Most of you have heard of the ancient Phoenician god, Moloch.  We remember him primarily because living babies were sacrificed to him.  Many of us have compared this to the sacrifice of the innocents in abortion today.  But how many of you know details about him?

He was considered a symbol of purifying fire which, in turn, was the symbol of the spirit.  As the story went, there was a catastrophe when time began, and this particular spirit transformed himself into darkness by becoming matter.  Man was the incarnation, the fruit of this particular tragedy, and man was marked with serious sin.  According to the worship of this god, men and women had to be redeemed from this sin.  The only way to do this was to offer their children as live human sacrifices.

Moloch was a gigantic bronze statue.  Inside of his gigantic belly was a hot furnace.  Mothers threw their own live children into that red hot, flaming caldron, the belly of Moloch.  In effect, then, with his waiting open arms, he devoured his little victims in the flames.

The priests surrounding Moloch would blare trumpets and beat drums when a child was thrown into his flaming belly.  The reason was not one of piety, rather it was to drown out the screams of the tiny victims.  Today there are no Phoenician priests.  Rather, we now have unscrupulous profiteering abortionists.  The belly of Moloch has been replaced by the mother’s womb.  Today there are no drums beating or trumpets playing.  Now there is only the silence of the cold operating room.

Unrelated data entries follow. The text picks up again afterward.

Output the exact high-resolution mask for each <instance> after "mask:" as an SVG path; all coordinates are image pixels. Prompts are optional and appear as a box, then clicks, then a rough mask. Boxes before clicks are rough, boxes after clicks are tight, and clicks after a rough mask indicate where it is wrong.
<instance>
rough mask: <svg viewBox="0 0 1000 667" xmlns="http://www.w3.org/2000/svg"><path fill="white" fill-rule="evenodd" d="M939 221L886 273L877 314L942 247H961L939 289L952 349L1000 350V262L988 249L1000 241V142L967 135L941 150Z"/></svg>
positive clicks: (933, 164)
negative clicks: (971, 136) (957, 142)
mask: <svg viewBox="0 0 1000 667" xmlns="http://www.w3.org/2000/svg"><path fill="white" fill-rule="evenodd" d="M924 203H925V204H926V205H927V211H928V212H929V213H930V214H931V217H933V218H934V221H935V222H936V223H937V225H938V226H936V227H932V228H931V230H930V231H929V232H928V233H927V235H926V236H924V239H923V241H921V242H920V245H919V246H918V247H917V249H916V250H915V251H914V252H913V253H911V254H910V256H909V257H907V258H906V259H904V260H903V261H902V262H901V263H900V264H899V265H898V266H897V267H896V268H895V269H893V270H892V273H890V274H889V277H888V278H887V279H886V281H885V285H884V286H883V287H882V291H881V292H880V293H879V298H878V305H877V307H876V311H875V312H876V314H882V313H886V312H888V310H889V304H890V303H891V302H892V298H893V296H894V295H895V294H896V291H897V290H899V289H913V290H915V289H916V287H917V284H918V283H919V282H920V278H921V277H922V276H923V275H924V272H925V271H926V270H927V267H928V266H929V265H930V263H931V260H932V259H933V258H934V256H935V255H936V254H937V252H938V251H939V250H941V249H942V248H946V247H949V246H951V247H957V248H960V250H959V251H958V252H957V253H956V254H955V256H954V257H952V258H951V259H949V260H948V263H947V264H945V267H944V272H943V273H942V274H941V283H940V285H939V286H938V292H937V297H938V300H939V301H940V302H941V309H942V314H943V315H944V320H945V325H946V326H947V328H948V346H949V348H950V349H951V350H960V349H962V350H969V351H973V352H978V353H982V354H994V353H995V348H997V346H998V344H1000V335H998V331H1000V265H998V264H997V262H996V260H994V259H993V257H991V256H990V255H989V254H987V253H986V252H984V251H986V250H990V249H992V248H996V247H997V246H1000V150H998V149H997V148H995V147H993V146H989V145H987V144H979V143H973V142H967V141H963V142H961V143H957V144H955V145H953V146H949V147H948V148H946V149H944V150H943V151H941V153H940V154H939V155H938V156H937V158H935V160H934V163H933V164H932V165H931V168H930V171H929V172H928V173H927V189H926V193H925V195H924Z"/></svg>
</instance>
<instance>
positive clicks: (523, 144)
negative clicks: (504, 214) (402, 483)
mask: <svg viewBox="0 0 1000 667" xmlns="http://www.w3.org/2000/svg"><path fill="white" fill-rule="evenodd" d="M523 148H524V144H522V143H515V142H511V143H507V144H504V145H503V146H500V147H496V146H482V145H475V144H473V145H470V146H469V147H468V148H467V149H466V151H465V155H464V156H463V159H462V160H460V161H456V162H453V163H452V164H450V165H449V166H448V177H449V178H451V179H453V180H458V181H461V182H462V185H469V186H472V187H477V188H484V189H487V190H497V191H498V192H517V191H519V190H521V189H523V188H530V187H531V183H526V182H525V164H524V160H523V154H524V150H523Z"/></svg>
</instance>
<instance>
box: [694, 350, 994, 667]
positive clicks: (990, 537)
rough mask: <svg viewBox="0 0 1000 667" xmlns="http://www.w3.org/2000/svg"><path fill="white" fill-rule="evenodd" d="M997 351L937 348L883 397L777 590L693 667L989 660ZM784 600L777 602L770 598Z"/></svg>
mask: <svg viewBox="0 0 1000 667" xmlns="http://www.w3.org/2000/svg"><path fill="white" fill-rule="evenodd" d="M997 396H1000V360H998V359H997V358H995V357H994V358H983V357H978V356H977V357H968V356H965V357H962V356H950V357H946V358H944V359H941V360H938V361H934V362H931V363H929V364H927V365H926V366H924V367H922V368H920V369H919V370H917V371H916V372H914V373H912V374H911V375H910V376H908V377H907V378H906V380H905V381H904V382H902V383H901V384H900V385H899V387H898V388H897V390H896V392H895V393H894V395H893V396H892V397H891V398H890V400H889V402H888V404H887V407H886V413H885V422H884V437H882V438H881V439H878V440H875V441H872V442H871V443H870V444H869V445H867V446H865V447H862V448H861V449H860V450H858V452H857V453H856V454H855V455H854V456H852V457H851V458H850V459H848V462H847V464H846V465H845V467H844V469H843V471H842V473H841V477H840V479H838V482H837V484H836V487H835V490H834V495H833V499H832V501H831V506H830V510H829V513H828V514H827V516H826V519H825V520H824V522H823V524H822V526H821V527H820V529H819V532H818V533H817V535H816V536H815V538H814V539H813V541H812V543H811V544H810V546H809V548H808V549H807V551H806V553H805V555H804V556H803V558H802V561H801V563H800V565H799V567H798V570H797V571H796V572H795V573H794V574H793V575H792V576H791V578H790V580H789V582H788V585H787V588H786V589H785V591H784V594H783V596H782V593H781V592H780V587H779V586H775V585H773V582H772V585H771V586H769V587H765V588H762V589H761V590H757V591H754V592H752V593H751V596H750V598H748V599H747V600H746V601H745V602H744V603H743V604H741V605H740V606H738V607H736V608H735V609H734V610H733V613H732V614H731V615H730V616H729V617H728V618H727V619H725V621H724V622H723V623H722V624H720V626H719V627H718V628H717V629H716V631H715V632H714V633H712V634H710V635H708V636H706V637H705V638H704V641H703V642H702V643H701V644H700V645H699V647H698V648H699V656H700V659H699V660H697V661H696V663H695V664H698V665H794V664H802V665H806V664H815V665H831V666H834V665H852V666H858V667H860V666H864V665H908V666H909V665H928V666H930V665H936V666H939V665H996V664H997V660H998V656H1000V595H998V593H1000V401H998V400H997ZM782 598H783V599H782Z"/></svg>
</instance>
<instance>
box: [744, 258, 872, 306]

The mother, ordained by nature and by God to be the one who most loves her child, today immolates him, not on a flaming altar, but rather on an operating table under the cold knife of a hired killer—a licensed doctor, once trained to save, who now uses his skill to kill.  Further, the state, charged to protect the lives of those who live within its borders, also flips and now permits and even pays for the killing.

Back then, it is easy to see that the sacrifices to Moloch were a sign of moral decadence, of violence, of dehumanization.  But isn’t abortion the same today?  The Phoenician world was a violent one, and this made it more so.  Today’s world is a violent one, and abortion makes it more so.

Violence begets more violence.  The children who have survived abortion knowing that their siblings have been killed by their parents—knowing the reasons why their parents killed their little brothers and sisters—those same children someday will look at their aging parents.  Will they then be more merciful to their parents than their parents had been to their little brothers and sisters?  I doubt it.

I’m afraid that today’s abortion culture in another 30 years will lead to a euthanasia culture tomorrow.  “Do unto others as you would have them do unto you” I’m afraid will become “Do back to others what they did to you.”